After a few attempts, what ended up working was a custom Lambda Authorizer as described here. Essentially, what happens is that the API Gateway passes the request to this short Lambda function, which converts the URL path parameter into the API key. This is then passed back to the API Gateway for validation. For this to work, the API Key Source needs to be set to AUTHORIZER under the setting panel.

Next Steps

While this service currently covers almost everything that the Dark Sky API does, I have a few ideas for future improvements to this service!

Text Summaries. This is the largest missing piece. Dark Sky open-sourced their translation library, so my plan is to build off that to get this working. All the data is there, but it's a matter of writing the logics required to go from numerical forecasts to weather summaries.
Additional sources. The method developed here is largely source agnostic. Any weather forecast service that delivers data using grib files that wgrib2 can understand (all the primary ones) is theoretically capable of being added in. The NOAA North American Mesoscale NAM model would provide higher resolution forecasts out to 4 days (instead of the 2 days from HRRR). The Canadian HRDPS Model is another tempting addition, since it provides data at a resolution even higher than HRRR (2.5 km vs. 3.5 km)! The European model would be fantastic to add in, since it often outperforms the GFS model; however, the data is not open, which would add a significant cost.

Other Notes and Assumptions

While this API will give minutely forecasts for anywhere in the world, they are calculated using the HRRR-subhourly forecasts, so only accurate to 15-minute periods. Outside of the HRRR domain, they are calculated using the GFS hourly forecasts, so really not adding much value!
Precipitation probabilities are a tricky problem to solve- weather models don't give a range of outcomes, just one answer.

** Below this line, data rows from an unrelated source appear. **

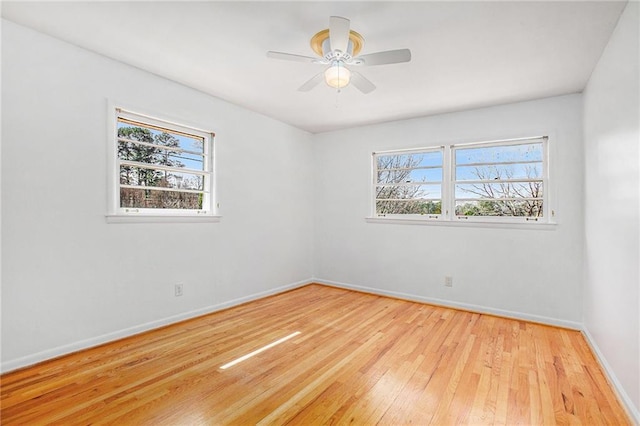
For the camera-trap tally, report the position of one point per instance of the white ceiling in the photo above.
(465, 54)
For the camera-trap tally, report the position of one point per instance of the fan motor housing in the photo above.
(320, 43)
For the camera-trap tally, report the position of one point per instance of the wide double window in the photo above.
(505, 181)
(161, 168)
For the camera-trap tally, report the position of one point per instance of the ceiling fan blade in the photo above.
(339, 33)
(290, 57)
(313, 82)
(362, 83)
(386, 57)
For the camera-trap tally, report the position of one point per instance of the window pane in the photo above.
(140, 176)
(500, 190)
(500, 154)
(149, 198)
(528, 208)
(408, 207)
(155, 154)
(409, 161)
(500, 171)
(406, 176)
(402, 192)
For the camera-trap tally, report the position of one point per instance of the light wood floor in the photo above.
(359, 359)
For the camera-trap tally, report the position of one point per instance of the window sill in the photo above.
(465, 224)
(161, 219)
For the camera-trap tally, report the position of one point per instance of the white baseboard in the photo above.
(35, 358)
(457, 305)
(632, 410)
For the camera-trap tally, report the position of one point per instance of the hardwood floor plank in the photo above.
(359, 358)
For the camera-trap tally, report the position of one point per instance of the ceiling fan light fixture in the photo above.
(337, 76)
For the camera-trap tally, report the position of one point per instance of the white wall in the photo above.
(533, 274)
(612, 256)
(69, 279)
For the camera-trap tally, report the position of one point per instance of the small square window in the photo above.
(160, 168)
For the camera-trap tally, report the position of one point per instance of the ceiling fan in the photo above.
(338, 46)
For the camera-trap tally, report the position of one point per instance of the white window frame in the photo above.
(118, 214)
(448, 216)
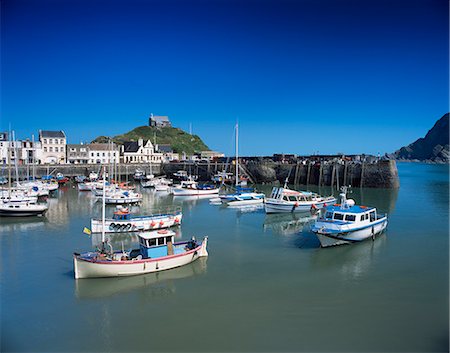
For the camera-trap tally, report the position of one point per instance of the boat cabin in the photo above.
(353, 214)
(283, 194)
(156, 243)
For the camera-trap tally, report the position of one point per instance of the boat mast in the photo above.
(103, 208)
(237, 158)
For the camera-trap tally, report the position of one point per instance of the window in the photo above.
(350, 217)
(161, 241)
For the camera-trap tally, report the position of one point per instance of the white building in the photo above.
(103, 153)
(141, 151)
(53, 146)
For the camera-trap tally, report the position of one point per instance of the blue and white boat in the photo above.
(348, 223)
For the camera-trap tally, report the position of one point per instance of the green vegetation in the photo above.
(179, 140)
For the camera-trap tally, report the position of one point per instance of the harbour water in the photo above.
(266, 285)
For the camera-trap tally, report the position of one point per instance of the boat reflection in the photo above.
(350, 261)
(26, 224)
(287, 223)
(159, 283)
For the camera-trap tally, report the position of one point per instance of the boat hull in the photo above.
(94, 269)
(275, 206)
(193, 192)
(136, 223)
(351, 236)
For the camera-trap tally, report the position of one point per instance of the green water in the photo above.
(266, 286)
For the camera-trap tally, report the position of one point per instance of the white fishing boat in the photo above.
(192, 188)
(124, 221)
(123, 197)
(157, 252)
(348, 223)
(287, 200)
(22, 209)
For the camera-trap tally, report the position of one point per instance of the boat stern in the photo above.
(203, 251)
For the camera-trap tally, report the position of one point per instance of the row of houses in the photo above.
(51, 148)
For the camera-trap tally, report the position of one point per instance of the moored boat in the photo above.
(287, 200)
(124, 221)
(347, 223)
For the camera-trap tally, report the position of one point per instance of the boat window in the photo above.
(339, 216)
(350, 217)
(161, 241)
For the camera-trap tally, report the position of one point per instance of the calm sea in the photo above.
(266, 286)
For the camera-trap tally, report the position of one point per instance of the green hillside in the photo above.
(177, 138)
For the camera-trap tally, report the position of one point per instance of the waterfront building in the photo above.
(159, 121)
(29, 152)
(168, 155)
(210, 155)
(53, 146)
(103, 153)
(141, 151)
(77, 154)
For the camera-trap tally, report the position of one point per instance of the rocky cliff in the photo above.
(433, 148)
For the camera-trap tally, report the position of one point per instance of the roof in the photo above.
(102, 147)
(130, 146)
(47, 133)
(157, 234)
(353, 209)
(160, 118)
(165, 148)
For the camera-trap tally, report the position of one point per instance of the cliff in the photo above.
(434, 147)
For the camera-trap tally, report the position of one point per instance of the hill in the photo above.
(175, 137)
(434, 147)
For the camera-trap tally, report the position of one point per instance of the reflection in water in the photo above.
(21, 224)
(159, 283)
(287, 223)
(351, 261)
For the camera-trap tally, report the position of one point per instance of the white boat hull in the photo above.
(93, 269)
(275, 206)
(193, 192)
(351, 236)
(136, 224)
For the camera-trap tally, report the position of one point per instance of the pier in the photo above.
(306, 171)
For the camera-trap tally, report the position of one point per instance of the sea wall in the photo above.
(376, 174)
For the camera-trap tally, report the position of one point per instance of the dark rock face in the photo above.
(434, 147)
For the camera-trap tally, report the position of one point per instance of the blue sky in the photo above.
(300, 76)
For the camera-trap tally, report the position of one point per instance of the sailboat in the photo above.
(157, 252)
(18, 204)
(243, 196)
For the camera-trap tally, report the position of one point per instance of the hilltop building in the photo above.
(159, 121)
(141, 151)
(103, 153)
(53, 146)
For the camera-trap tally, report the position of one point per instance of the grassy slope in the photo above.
(177, 138)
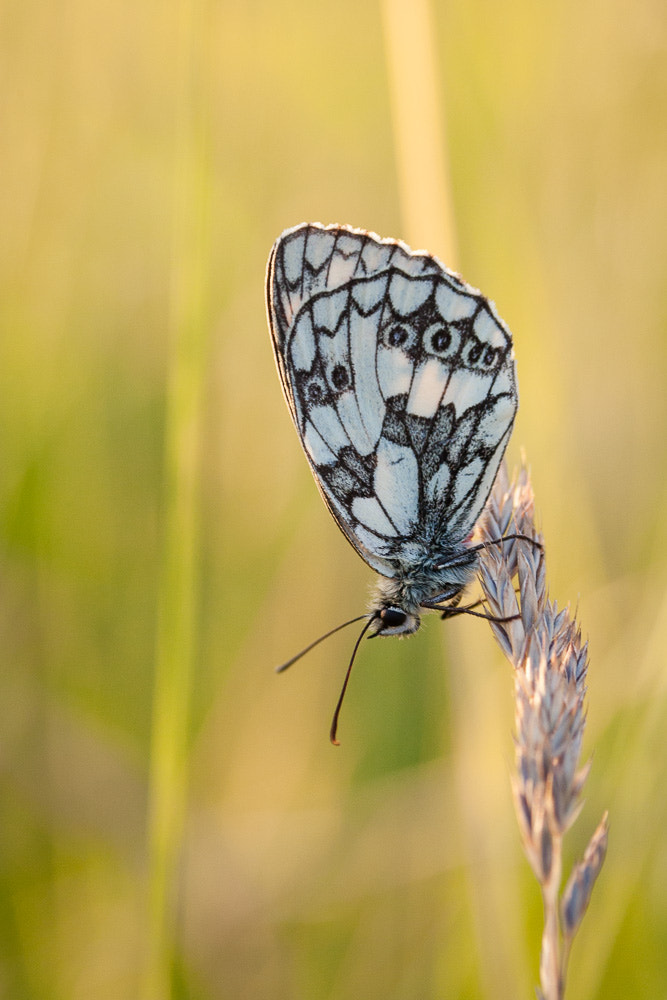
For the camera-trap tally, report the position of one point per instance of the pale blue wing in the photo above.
(401, 382)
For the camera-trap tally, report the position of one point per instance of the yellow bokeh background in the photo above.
(150, 155)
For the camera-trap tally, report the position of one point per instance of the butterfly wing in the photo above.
(400, 380)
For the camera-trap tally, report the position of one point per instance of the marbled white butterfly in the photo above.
(401, 382)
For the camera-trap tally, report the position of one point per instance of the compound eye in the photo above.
(393, 617)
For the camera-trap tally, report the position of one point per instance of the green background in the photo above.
(142, 537)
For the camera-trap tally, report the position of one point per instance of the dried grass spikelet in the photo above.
(550, 663)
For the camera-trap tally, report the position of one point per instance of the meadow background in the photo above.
(173, 820)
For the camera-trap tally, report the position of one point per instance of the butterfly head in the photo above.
(392, 620)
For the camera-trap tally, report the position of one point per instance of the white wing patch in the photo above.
(401, 382)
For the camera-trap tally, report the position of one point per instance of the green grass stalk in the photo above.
(178, 599)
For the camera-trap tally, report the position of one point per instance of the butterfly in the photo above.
(401, 382)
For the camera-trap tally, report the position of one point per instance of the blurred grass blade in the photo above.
(419, 130)
(179, 584)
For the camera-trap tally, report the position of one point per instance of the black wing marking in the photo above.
(400, 380)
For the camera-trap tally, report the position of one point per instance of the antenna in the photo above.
(334, 721)
(326, 635)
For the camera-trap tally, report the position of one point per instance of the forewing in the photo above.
(400, 380)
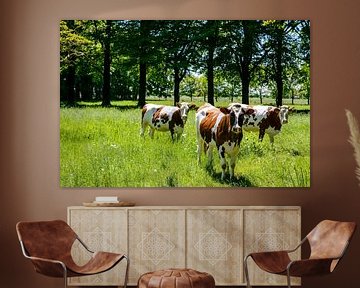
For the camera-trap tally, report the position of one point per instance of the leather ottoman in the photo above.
(176, 278)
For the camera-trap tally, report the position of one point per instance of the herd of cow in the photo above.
(216, 127)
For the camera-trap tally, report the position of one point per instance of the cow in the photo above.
(165, 118)
(220, 128)
(265, 119)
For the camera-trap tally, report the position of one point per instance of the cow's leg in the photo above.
(261, 134)
(222, 161)
(271, 138)
(143, 128)
(200, 148)
(232, 165)
(151, 132)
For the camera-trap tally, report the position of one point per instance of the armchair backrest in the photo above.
(329, 239)
(46, 239)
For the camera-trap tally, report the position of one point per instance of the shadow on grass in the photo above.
(98, 105)
(236, 181)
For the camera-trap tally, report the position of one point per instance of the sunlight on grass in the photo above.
(101, 147)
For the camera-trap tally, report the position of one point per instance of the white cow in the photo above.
(165, 118)
(265, 119)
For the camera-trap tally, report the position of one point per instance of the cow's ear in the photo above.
(248, 111)
(224, 110)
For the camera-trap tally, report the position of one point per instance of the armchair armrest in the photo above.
(49, 267)
(308, 267)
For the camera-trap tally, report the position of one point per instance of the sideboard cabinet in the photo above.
(212, 239)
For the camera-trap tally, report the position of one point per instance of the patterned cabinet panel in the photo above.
(209, 239)
(271, 229)
(214, 244)
(101, 230)
(156, 240)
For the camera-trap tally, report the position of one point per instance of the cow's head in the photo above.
(236, 113)
(284, 114)
(184, 109)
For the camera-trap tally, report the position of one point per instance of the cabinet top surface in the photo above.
(192, 207)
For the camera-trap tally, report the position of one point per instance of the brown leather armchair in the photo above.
(328, 242)
(48, 245)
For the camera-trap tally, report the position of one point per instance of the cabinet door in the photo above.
(269, 230)
(156, 240)
(214, 244)
(101, 230)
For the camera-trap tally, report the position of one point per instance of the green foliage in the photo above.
(101, 147)
(176, 52)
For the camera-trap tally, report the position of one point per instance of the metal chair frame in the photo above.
(23, 249)
(288, 276)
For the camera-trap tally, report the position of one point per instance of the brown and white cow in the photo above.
(220, 128)
(165, 118)
(265, 119)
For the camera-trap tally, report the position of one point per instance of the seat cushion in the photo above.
(176, 278)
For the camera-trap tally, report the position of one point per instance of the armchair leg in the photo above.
(65, 275)
(127, 271)
(289, 279)
(246, 272)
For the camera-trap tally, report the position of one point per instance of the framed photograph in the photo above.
(185, 103)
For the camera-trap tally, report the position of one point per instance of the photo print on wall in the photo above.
(184, 103)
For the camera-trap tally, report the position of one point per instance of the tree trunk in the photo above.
(176, 85)
(279, 87)
(71, 74)
(210, 76)
(211, 42)
(70, 83)
(245, 83)
(279, 68)
(142, 85)
(144, 35)
(107, 63)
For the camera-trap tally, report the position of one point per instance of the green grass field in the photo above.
(101, 147)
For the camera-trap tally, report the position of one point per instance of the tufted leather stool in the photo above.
(176, 278)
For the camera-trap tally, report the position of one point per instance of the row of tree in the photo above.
(130, 59)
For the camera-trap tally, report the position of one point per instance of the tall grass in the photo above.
(101, 147)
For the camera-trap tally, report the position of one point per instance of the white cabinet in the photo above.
(210, 239)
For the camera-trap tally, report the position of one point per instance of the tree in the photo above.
(281, 47)
(243, 47)
(107, 63)
(211, 37)
(180, 50)
(73, 49)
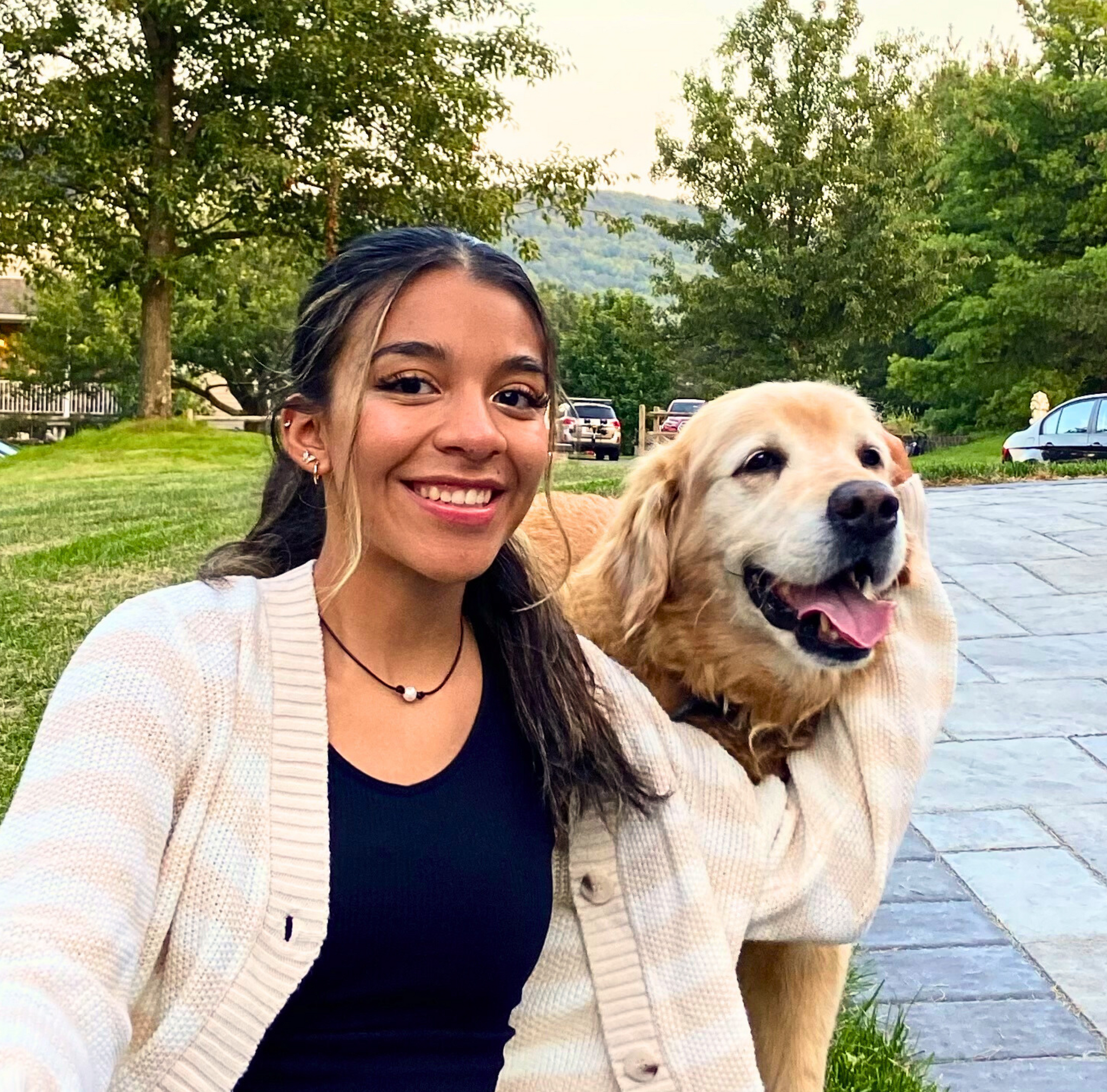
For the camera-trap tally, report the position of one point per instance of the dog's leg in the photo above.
(792, 993)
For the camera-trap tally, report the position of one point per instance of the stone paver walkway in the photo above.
(995, 925)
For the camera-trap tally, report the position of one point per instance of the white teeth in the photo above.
(448, 496)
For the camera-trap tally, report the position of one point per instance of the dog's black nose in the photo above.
(866, 510)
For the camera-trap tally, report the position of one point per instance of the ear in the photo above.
(303, 434)
(641, 540)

To get probabilities, this implementation relies on the Global Ensemble Forecast System (GEFS). This is a 30-member ensemble, so if 1 member predicts precipitation, the probability will be 1/30. GEFS data is also used to predict precipitation type and accumulation. A 1:10 snow-water ratio is assumed.
Current conditions are based on model results (from HRRR-subhourly), which assimilates observations, but not direct observations.
Why "PirateWeather"? I've always thought that the HRRR model was pronounced the same way as the classic pirate "ARRR". Also, there is one company out there that thinks APIs can be copyrighted, which might apply here.